With the world ending after next week after the Second Coming, you can do better than wasting money on this one. I have it on good authority that your soul won't be saved by watching this. At 87 minutes, it's an hour and a half too long.

I'm giving this one half an "Our Father" and a third of a "Hail Mary". You can pray all you want to, but I ain't changing my mind.

Monday, May 2, 2011

Paperaxle Reviews "Thor"


Pretty historic weekend... the Royal Wedding on Friday, I turned 50 on Saturday and Osama bin Laden lost his left eye and his life on Sunday.

But I only celebrated one of these events. On Saturday, I was allowed to see an advanced screening of "Thor". And while it's not as good as "Iron Man", it is better than either the "Hulk" or "Fantastic Four" movies.

It's a complicated plot, but in short, Thor (Chris Hemsworth) is a Norse god who lives with his half-brother Loki (Tom Hiddleston), and his father Odin (Anthony Hopkins) and mother Frigga (played by Rene Russo... when have we seen her last?). Thor, being the oldest, is about to ascend to the title of King, and Loki is very jealous of this. The ceremony is interrupted by the Frost Giants, who were in a battle with Odin several hundred years before. The Frost Giants have been trying to conquer the Nine Realms (including Earth), however Odin and the Asgardians defeated the Frost Giants and took their source of power (the Casket of Ancient Winters) and now both sides have been living under a truce for nearly a thousand years.

Thor, accompanied by Loki, Sif (a childhood friend) and the Warriors Three, against Odin's order, journey to confront Laufey (king of the Frost Giants) and wind up doing battle, whereupon Odin is forced to intervene to save their lives, and in return Odin strips Thor of his power and exiles him to Earth along with Thor's hammer (Mjolnir) in order to teach Thor humility and respect.

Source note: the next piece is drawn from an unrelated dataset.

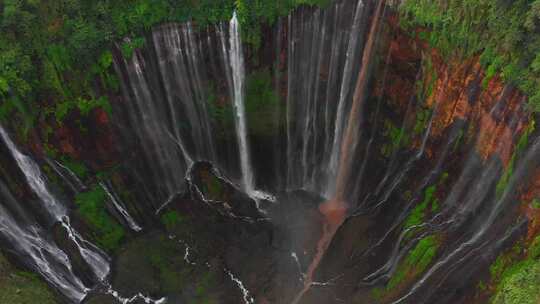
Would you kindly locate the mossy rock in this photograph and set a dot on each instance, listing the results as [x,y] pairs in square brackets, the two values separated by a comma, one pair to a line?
[18,287]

Now the movie really begins. Reading the above, it sounds like a boring movie, and your butt might get "thor", and you'll be in search for an "Asgard", but believe me, all that happened so far takes up about a half hour of screen time.

Landing in New Mexico, Thor is found by the scientist Jane Foster (Natalie Portman) and he finds out that his hammer has been discovered by agents of S.H.I.E.L.D., a top secret military organization seen in the Iron Man movies. (That's the organization led by Nick Fury, played by Samuel L. Jackson, so you can see how these movies all tie together.) Thor has to break into the military outpost where they are keeping Mjolnir, and once Thor retrieves the hammer, he finds that he is no longer worthy of wielding it.

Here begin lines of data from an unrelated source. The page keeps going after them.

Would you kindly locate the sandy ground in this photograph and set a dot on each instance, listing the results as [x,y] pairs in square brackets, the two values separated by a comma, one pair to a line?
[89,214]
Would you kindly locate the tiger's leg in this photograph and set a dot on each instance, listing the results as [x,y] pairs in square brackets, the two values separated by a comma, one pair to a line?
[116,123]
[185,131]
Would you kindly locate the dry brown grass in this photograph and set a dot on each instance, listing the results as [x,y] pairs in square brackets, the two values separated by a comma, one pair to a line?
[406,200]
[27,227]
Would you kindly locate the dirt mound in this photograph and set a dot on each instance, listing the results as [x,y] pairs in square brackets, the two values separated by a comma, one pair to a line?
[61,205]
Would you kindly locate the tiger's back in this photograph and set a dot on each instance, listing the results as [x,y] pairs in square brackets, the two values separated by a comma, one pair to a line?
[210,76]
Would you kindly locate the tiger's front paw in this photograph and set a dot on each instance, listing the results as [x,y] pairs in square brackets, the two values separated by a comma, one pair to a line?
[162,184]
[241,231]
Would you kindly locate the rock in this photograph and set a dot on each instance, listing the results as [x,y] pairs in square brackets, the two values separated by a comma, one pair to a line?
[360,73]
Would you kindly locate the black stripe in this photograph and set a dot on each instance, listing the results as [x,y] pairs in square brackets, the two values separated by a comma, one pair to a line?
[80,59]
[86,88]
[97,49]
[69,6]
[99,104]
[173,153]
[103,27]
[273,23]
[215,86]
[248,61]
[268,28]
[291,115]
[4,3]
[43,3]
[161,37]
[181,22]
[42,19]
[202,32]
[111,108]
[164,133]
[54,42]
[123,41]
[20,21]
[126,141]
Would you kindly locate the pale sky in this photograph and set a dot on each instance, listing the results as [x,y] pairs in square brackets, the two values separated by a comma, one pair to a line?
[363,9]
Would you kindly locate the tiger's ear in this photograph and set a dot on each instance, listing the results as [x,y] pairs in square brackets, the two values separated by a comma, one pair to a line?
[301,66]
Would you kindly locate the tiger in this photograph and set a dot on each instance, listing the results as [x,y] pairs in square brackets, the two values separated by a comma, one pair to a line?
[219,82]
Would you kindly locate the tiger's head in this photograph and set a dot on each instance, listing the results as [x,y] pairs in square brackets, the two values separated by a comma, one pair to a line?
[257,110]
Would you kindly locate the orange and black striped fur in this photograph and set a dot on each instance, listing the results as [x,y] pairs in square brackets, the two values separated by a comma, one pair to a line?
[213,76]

Meanwhile, back on Asgard, Loki has become King. Odin, overcome with stress, has fallen into the "Odinsleep". This sleep allows Odin to recuperate and recharge his powers, and can last for many years. We find out Loki's true father is Laufey, king of the Frost Giants, and offers Laufey the chance to kill Odin. And to keep Thor out of the way forever, a Destroyer (which is like a giant robot) is dispatched to Earth to kill Thor. Sif and the Warriors Three head to Earth to help Thor tackle this robot, and Thor... dies.

The movie has some humor, very good humor, and even Stan Lee (the creator of Thor) joins in the fun as a truck driver, trying to lift the hammer with chains and a pickup truck. And be sure to stay past the credits for an after scene (the only time Nick Fury makes an appearance) that sets up next year's "Avengers" movie.

Even though the movie is in 3-D, there is really no reason for this. None of the special effects are enhanced in 3-D. I kept thinking that Thor will, at some point, throw the hammer at the screen, but the technology appears to be wasted. Doesn't happen.

In short, I'd give this movie four hammers and a nail. I recommend it, but the movie could have been improved with a better first half. I'll probably see it again before the regular run starts on Friday, May 6th. It's 119 minutes long, and could have 10 to 15 minutes shaved off to make a tighter story.